Writing a novel is a daunting prospect, and I know a few working writers who have attempted and maybe finished one or four of them. Usually, if they have any sense at all, they look at what they've done, shove it into an envelope, and hide it at the back of a drawer where they come back to it after a few years, after the amnesia has set in.
They read a little, and maybe they like some of what they read. But it all feels somehow unfinished. So they work on it some more. They sort of finish it again. Repeat.
The problem is they're not bad writers, or even bad novelists. The problem is they have excellent taste in novels. And having read excellent novels, they're more daunted by the prospect of trying to produce something that lives up to their own standards. It's like Thomas Mann said: "A writer is someone for whom writing is more difficult than it is for other people."
My ration of fiction to nonfiction is probably about four to one, and I read more novels than short story collections or poetry. Not that that makes me expert; the more you read the more you realize how much you don't know. But I can recognize novels written by people for whom writing is harder than it is for most people. I can recognize novels written by real writers.
I'm not casting aspersions on novels written by nonreal writers; they can be breezy and fun and entertaining and everything most people might want in a novel. Sometimes the best (and maybe only) way to actually write a novel is to give up on being a "real writer." (And there's something you should know about that Mann quote that a lot or writers who work relatively slowly like to use. It appears in Mann's 1903 novella "Tristan," which has a character called Detlev Spinell who fancies himself a "real writer." The book's omniscient narrator made the remark while commenting on Spinell's lack of productivity.)
Or, as Donald Harington once said, to actually commit something as ludicrous as literature, you've got to shout over all those better voices in your head. You have to pretend that you're good enough to deserve the reader's attention.
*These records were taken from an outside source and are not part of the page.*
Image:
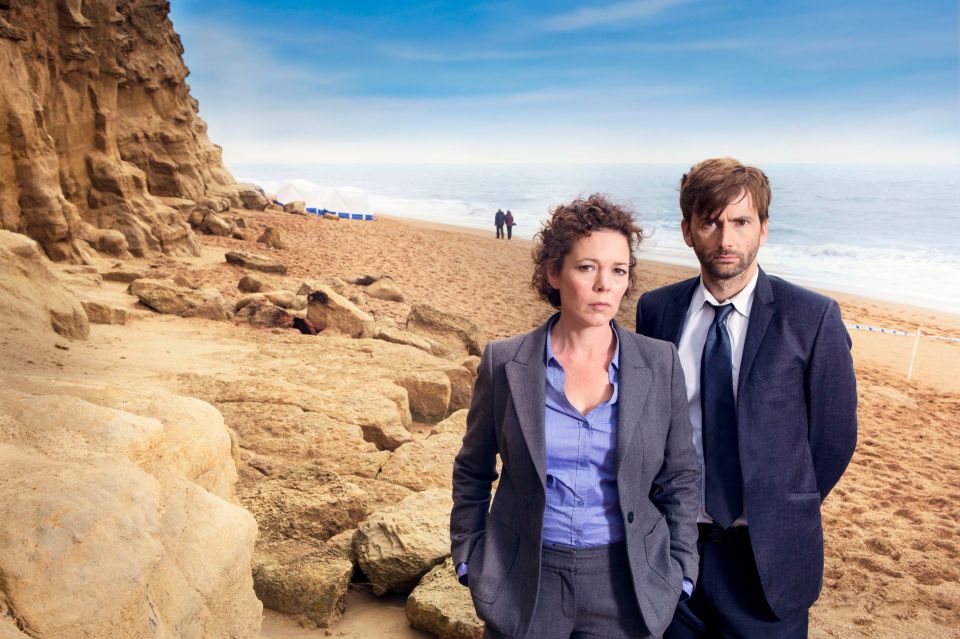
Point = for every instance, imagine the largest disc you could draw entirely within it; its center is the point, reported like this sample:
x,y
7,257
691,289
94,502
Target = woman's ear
x,y
553,276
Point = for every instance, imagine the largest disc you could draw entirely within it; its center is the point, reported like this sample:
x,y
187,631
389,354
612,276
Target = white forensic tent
x,y
340,199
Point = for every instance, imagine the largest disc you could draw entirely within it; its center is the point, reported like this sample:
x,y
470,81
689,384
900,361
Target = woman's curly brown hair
x,y
570,222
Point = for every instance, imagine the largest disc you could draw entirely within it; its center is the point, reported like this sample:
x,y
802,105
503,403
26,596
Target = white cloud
x,y
586,17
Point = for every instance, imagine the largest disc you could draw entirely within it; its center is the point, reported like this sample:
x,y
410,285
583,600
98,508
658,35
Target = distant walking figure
x,y
499,219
All this is prelude to thoughts on a rather remarkable novel that — and here's some inside baseball material for you — I'm still in the midst of reading: Tyrone Jaeger's "Radio Eldorado" (Braddock Avenue Books, $19.95). This column comes around (roughly) every two weeks, and I read only a little faster than I write. And sometimes I really sink in and savor a book. Sometimes I feel like I have to take one a page at a time to genuinely get it. I really like those sorts of books.
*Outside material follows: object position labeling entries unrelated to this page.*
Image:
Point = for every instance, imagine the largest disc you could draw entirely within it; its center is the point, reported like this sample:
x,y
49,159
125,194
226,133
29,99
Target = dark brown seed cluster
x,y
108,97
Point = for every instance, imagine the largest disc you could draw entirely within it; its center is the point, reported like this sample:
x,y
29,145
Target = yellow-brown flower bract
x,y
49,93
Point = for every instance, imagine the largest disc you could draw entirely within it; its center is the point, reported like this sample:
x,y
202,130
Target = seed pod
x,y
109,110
Jaeger's name was familiar; I realize now I've read his work in the Oxford American and I'd read his 2012 book "The Runaway Note," which felt on one level like a meta-fictional memoir and which I wish I had access to now. (Like so much, it was gone in the great book purge of 2018.) He's a professor at Hendrix College.
And "Radio Eldorado" is a wonderfully ambitious work of the imagination that recalls some of Tom Robbins' seriocomedies and some of Robbins' rambunctious, squirty sentences — soft flares streaking over a violet horizon.
It's set in Colorado in 1969, in the months after the Rocky Flats Mother Day's Fire, which — like the 1980 explosion at a Titan missile silo near Damascus — is one of those episodes in American history that you'd sleep better not knowing about. (Five kilograms of plutonium burnt up at the plant in Golden, near Denver, where triggers for hydrogen bombs were manufactured.)
Had the fire not been contained, a nuclear accident on the scale of Chernobyl could have occurred. As it was, clean-up took two years and accounts of the incident were suppressed and sanitized by the government.
The fire is incidental to the main action of "Radio Eldorado," which follows the progress of Cynthia Hutton, a young woman of privilege as she gradually becomes involved in the counter-culture at the curdling end of the 1960s.
The story is populated with exquisitely drawn portraits of musicians, hippies and working class hard-hats. As much a product of deep research as the imagination, it pulls at the disparate threads of the tapestry, a familiar yet strange portrait of an America where it felt like the center could not hold.
This is not some slapdash effort, and rewards time spent soaking in and thinking about it. I don't imagine it was written quickly or that it came easily to Jaeger. If it did, well, I'd just as soon not know it.